The participatory fund FundAction demonstrates how this can work. It is a European community of social justice organizers and activists that allocates funds to European social justice organizing and activism. FundAction is not a foundation, but it allocates foundation funds. In 2016, four foundations (Open Society Initiative for Europe, European Cultural Foundation, Charles Leopold Mayer Foundation, and Guerrilla Foundation) decided to pool funding, and shift power over the pooled fund to the community it was meant to benefit. That community then built FundAction, setting up democratic processes for managing the fund and making grants.
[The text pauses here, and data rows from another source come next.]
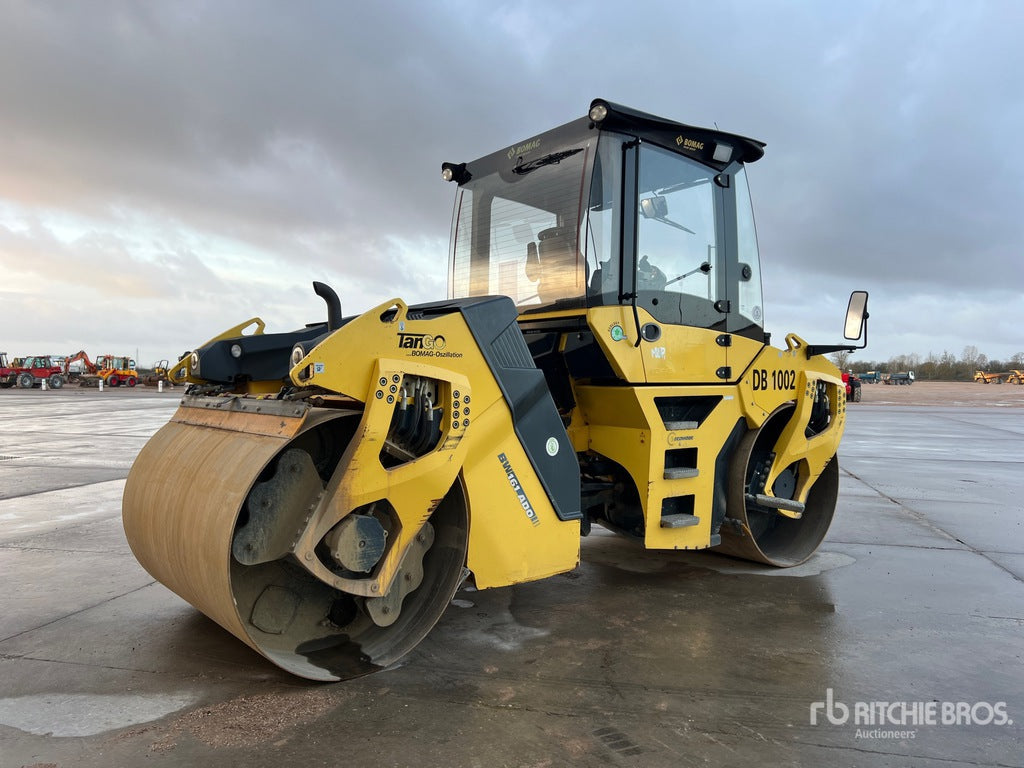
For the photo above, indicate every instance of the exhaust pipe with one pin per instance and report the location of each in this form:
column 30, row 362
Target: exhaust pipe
column 333, row 304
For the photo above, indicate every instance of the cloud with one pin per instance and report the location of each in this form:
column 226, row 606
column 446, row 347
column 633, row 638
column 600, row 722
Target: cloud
column 199, row 160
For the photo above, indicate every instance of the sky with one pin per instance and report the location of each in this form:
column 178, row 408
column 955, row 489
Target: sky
column 169, row 170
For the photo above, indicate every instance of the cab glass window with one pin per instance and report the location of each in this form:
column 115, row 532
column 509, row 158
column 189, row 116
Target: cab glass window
column 678, row 265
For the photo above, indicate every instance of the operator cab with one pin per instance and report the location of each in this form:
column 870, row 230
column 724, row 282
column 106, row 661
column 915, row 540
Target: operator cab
column 617, row 208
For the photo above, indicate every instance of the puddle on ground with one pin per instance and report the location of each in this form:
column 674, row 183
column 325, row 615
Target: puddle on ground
column 86, row 714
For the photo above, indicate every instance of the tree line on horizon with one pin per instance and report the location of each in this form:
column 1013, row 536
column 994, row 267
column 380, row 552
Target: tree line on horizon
column 944, row 367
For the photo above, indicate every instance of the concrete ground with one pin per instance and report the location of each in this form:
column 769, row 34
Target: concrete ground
column 636, row 658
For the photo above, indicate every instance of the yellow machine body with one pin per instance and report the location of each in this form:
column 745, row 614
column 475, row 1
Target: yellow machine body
column 322, row 494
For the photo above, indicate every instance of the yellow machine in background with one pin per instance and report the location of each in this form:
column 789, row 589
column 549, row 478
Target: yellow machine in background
column 601, row 357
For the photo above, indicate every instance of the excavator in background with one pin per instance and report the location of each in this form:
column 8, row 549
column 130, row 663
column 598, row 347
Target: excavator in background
column 157, row 374
column 601, row 358
column 109, row 369
column 986, row 378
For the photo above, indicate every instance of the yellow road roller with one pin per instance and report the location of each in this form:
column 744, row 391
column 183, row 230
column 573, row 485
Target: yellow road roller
column 601, row 358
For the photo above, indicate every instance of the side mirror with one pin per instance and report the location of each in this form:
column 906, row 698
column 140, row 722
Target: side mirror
column 856, row 327
column 856, row 315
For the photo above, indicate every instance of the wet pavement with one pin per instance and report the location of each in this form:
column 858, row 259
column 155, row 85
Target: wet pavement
column 906, row 629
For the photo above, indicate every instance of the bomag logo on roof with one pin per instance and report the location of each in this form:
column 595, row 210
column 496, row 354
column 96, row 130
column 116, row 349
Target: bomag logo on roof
column 425, row 345
column 521, row 148
column 689, row 143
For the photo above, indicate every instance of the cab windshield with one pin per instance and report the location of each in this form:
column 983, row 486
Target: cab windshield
column 516, row 232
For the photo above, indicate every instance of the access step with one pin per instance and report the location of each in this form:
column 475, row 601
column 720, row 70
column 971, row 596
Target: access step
column 677, row 473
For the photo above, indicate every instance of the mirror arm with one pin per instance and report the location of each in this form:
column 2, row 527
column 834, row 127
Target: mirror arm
column 813, row 349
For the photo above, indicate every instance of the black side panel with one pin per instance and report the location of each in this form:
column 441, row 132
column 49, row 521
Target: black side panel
column 264, row 356
column 493, row 323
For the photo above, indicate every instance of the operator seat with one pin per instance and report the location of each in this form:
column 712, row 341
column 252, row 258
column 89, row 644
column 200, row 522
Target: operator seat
column 554, row 264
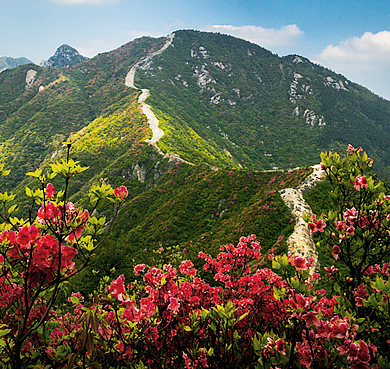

We’re taking a similar approach at my organization, People Powered. We set up a pooled fund for the issue-based community of organizations working on participatory democracy around the world. First, we convened over 60 organizations and advocates from 30 countries, all working to expand people’s power to make government decisions. Each year, they then develop and vote on funding proposals, allocating foundation funds to projects that address their common needs.
At scale, this model would become a network of democratically run funds, where people decide how to invest philanthropic money in their own communities. Some funds could be run through the government, where public institutions are already allocating money (e.g., a city or school). Where there is no corresponding government (e.g., a transnational social movement), new or existing networks could run the funds.
If you’re part of a foundation board or leadership, this vision may sound scary. But if you can’t model democracy, how can you expect politicians—or citizens—to practice it?
There’s a better path forward. Step back as decision-makers, and step up as conveners, advisors, and facilitators. Abandon elite rule, and let the people decide. Give democracy a try.